In den abschließenden Vorträgen des Univention Summits berichtete Nextcloud über die aktuelle Entwicklung ihrer Lösung. Gezeigt wurden Kollaborationsbeispiele, wie Kalender-Anwendung oder Videokonferenzen mit Chat-Funktion. Auch Office-Software lässt sich inzwischen darüber betreiben, da man ONLYOFFICE integriert hat. Nextcloud steht daher Microsoft und Google in nichts nach und ist nach wie vor komplett Open Source. Auch die Bundesregierung hat inzwischen das Projekt für sich entdeckt und wird Nextcloud für den Bundestag einführen. Neben Nextcloud gibt es auch ownCloud als Alternative, die weniger auf Funktionalität und mehr auf Skalierbarkeit setzen. Letzteres wird laut eigener Aussage nur durch die Hardware limitiert. 15.000 getestete Dateien pro Sekunde sind momentan möglich, was man allerdings noch stark steigern möchte. Zusätzlich wird an der Integration über gemeinsame APIs an andere Apps (z.B. Kopano und OX) gearbeitet. Zukünftig will man mehr in den Workflow und die Datenanalyse (KI) investieren.

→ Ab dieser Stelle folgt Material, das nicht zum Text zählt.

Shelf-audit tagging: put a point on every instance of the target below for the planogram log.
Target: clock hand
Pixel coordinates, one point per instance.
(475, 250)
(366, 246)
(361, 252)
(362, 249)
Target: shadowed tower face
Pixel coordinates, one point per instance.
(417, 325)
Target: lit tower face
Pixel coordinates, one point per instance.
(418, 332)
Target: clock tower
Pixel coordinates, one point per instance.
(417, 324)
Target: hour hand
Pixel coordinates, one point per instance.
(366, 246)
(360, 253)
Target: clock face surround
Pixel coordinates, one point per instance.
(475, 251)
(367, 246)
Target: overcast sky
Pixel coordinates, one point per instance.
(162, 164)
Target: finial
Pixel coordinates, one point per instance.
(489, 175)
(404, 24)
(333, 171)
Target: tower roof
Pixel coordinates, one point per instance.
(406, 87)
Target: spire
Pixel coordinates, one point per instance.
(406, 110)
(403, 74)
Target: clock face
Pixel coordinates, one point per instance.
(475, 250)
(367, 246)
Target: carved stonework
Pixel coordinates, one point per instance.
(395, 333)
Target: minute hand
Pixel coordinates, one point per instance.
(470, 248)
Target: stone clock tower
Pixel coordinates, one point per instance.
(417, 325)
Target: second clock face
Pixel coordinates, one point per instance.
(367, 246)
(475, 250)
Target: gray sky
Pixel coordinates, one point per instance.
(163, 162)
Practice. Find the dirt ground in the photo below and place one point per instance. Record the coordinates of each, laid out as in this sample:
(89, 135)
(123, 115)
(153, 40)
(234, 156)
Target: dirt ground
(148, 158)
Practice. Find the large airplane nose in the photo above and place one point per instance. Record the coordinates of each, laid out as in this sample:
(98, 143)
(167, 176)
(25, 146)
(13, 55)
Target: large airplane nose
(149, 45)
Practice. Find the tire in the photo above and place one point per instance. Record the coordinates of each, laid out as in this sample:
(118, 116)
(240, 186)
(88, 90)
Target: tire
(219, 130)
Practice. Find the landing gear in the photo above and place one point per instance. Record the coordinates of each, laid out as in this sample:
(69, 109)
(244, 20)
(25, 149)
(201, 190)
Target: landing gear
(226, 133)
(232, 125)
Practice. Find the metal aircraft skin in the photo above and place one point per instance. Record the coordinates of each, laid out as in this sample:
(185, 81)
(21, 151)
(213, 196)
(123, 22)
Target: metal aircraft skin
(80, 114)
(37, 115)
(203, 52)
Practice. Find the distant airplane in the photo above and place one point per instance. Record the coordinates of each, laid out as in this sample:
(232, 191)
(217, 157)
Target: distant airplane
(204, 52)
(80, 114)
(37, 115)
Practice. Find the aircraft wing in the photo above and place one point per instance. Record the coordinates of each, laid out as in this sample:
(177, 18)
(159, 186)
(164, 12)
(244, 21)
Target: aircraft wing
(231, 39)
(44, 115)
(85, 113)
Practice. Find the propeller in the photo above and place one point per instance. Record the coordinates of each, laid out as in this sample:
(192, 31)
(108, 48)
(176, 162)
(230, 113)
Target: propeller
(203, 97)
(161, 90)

Auch in ownCloud gibt es eine Integration von ONLYOFFICE, aber auch MS-Office365 soll machbar sein. Dabei wird auch die „Secure View“ angeboten, dass die Betrachtung von geheimen Dokumenten beinhaltet. Diese können dabei nicht heruntergeladen oder verändert werden.

Der Univention Summit brachte wieder einige neue Trends aus der Open-Source-Welt zutage. Zum einen wurde deutlich, dass auch größere Konzerne wie die Daimler AG sich mit dem Einsatz von Open Source Software auseinandersetzen. Das ist alleine deshalb notwendig, weil viele Automobil-Plattformen auf Linux als Betriebssystem zurückgreifen. Mercedes verspricht sich von Open Source mehr Innovation, eine erhöhte Qualität und die effiziente Arbeit in der Community. Die Transparenz in der Software eröffnet dabei neue Wege der Zusammenarbeit. Auf der anderen Seite ist das Thema anscheinend durch die Diskussion der digitalen Souveränität auch bei Behörden und der Bundesregierung angekommen, weshalb man gespannt sein darf, ob sich hier etwas an der Abhängigkeit zu Microsoft in den kommenden Jahren verändern wird. Open Source könnte daher zukünftig immer wichtiger für die Digitalisierung unserer Gesellschaft werden.